Lord’s Prayer unites diverse Christians

On Easter Sunday, when 2 billion Christians around the world celebrate the resurrection of Jesus, many are reading, reciting and singing the Lord’s Prayer in hundreds of languages in houses of worship both modest and grand.

They may be Catholics or Protestants or Eastern Orthodox, theologically conservative or liberal or in between, but in this short prayer, Christians come together.

“The Lord’s Prayer really is the ‘creed’ that most connects the world’s Christians,” said theologian Frederick Dale Bruner, author of an acclaimed two-volume commentary on the Gospel of Matthew and an expert on the Lord’s Prayer.

“There is a sense of solidarity in knowing that Christians around the globe are praying together the prayer that was taught us by Christ himself,” said the Rev. Clayton Schmit, a professor of preaching at Fuller Theological Seminary in Pasadena, Calif., who has worshipped worldwide. “Even when Protestants and Catholics worship together, though much divides us theologically, these words always unite us.”

Lord’s Prayer

Also called the “Pater Noster” in Latin, or the “Our Father,” the Lord’s Prayer is found in two gospels: Matthew 6: 9-13 and Luke 11: 2-4.

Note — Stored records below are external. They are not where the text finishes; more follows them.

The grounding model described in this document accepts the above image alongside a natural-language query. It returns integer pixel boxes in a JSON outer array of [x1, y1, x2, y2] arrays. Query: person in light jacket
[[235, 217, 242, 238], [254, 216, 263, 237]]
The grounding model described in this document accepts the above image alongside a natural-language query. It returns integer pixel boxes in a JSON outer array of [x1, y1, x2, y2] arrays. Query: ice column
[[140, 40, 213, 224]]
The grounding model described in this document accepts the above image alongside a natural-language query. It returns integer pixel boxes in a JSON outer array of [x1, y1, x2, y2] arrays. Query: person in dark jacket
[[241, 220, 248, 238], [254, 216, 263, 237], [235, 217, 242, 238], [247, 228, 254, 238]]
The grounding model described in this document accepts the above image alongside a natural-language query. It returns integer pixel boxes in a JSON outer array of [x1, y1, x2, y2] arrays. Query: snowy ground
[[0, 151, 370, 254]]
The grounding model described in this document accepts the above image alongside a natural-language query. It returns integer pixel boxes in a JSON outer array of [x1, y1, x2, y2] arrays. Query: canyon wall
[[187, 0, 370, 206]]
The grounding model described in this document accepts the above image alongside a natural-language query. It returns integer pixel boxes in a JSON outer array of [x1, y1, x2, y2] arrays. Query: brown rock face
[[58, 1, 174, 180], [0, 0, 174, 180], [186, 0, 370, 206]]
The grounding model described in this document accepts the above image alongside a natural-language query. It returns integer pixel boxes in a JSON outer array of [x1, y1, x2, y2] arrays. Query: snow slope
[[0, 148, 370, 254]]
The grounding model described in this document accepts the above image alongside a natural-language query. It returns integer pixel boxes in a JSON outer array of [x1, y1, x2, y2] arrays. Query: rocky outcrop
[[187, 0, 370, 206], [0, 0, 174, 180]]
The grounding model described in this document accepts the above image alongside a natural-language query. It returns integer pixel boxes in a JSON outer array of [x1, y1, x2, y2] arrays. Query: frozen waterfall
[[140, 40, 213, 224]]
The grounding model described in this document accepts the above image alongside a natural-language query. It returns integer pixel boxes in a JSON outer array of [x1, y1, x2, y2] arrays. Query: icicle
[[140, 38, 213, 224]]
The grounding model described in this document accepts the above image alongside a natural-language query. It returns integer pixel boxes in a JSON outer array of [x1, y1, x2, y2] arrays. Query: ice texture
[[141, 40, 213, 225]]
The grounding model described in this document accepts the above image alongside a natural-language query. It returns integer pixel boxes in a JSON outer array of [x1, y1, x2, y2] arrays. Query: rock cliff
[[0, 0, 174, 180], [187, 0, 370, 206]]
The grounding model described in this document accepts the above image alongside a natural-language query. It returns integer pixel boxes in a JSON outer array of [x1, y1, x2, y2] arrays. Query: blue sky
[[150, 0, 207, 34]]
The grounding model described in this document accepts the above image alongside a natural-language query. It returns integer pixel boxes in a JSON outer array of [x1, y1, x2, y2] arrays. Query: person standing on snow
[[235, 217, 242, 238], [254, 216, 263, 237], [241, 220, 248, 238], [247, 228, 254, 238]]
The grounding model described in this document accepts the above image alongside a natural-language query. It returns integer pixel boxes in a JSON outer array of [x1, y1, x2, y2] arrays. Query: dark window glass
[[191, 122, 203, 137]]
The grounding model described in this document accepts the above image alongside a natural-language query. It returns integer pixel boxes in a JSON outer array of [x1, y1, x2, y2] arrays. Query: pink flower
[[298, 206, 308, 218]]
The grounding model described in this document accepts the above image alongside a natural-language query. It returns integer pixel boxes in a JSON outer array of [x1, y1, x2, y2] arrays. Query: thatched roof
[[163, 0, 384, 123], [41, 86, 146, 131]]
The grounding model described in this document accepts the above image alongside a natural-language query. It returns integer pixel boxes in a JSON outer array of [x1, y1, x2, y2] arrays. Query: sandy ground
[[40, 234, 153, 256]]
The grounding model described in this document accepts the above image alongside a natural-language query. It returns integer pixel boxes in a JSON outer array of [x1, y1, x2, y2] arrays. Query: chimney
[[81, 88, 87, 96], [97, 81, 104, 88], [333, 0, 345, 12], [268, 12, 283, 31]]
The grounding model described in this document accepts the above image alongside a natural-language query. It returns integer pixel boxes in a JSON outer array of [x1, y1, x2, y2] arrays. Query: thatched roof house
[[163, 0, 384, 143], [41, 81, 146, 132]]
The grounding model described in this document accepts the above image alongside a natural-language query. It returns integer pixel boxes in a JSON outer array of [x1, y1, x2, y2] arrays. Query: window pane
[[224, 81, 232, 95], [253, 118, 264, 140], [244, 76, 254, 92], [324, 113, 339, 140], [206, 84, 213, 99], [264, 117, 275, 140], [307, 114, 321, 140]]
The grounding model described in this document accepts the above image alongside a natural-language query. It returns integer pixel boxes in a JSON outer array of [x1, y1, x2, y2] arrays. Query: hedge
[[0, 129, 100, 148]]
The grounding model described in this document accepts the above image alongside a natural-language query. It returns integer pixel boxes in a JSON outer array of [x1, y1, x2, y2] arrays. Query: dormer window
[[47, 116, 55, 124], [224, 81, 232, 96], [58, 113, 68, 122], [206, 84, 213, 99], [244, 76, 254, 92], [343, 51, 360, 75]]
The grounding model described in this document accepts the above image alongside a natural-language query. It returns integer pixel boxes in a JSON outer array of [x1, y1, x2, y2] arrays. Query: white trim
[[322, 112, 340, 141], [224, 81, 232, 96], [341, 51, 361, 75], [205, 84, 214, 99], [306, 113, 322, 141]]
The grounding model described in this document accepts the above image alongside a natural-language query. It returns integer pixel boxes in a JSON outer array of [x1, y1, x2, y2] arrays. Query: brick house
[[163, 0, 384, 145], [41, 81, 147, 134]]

In Luke, one disciple, citing John the Baptist, entreats Jesus to “teach us to pray as John taught his disciples.”

The commonly accepted version of the prayer comes from Matthew, translated from Aramaic, the language Jesus spoke, into Greek and later Latin. One of the most widely used English translations is from the King James Version.

Our Father which art in heaven,
Hallowed be thy name.
Thy kingdom come,
Thy will be done in earth, as it is
in heaven.
Give us this day our daily bread.
And forgive us our debts, as we
forgive our debtors.
And lead us not into temptation,
but deliver us from evil:
For thine is the kingdom, and the
power, and the glory, forever.
Amen.

Some biblical scholars believe that Jesus was influenced by the Talmud’s Kaddish, which begins with “Glorified and sanctified be God’s great name throughout the world, which he has created according to his will.” As the prayer ends, it says, “may he create peace for us and for all Israel; and say, Amen.”

The Our Father exalts God as well, but Bruner says, “There is something miraculously simple, accessible, unsophisticated and earthy about Jesus’ dramatic abbreviation of the much longer synagogue prayers.”

‘The evil one’

Bruner observes in his Matthew commentary that “the prayer originally ended with the ominous words ‘the evil one.’ ” But early on it was felt that this ending was too abrupt and negative, so scribes added to Jesus’ rough ending the more polished “For thine is the kingdom” phrase.

That phrase is known as a doxology – a praise – and does not appear in Luke. Roman Catholics do not commonly use the doxology, though most Protestants do.

“I don’t blame the church for adding it to the original Greek text, which does not have this doxology and which Jesus did not teach,” Bruner said in an e-mail. “I think that the church didn’t want to have the prayer end with ‘the Evil One’ (the devil).”

Bruner says he prays this doxology in church “loyally.” But privately, “I use what Jesus taught and end (soberly!) with the prayer to be rescued from the Evil One. I think Jesus’ realism trumps the church’s prettifying here.”

Ending uncertainty

In his 20-page analysis of every word in the Lord’s Prayer in his Matthew commentary, Bruner says a major problem with prayer in general is uncertainty – the worshipper may be unsure what to say. By teaching the Lord’s Prayer, he said, Jesus gave his disciples clear instructions, while also showing that a short prayer can be as powerful as a long one.

The Lord’s Prayer is divided into two symmetrical parts, or “tables,” according to Bruner.

The first table has three petitions with the word “your” (or thy), and the second table contains three petitions with the word “our” or “us.”

Bruner says Jesus’ “greatest gift” to humans in the Lord’s Prayer “is giving them the right to call his Father by the address ‘our Father.'”

The Aramaic word used for “father” is also significant. Jesus chose “abba” – an intimate term, like “daddy,” Bruner said.

Schmit observed that some Protestant churches that used to include the Lord’s Prayer regularly in Sunday worship have taken to omitting it. The trend, and the omitting of other church creeds, distresses him.

“When we omit such things, we are missing the opportunity to speak words that are in harmony with all Christians of all places, even of all times,” he said.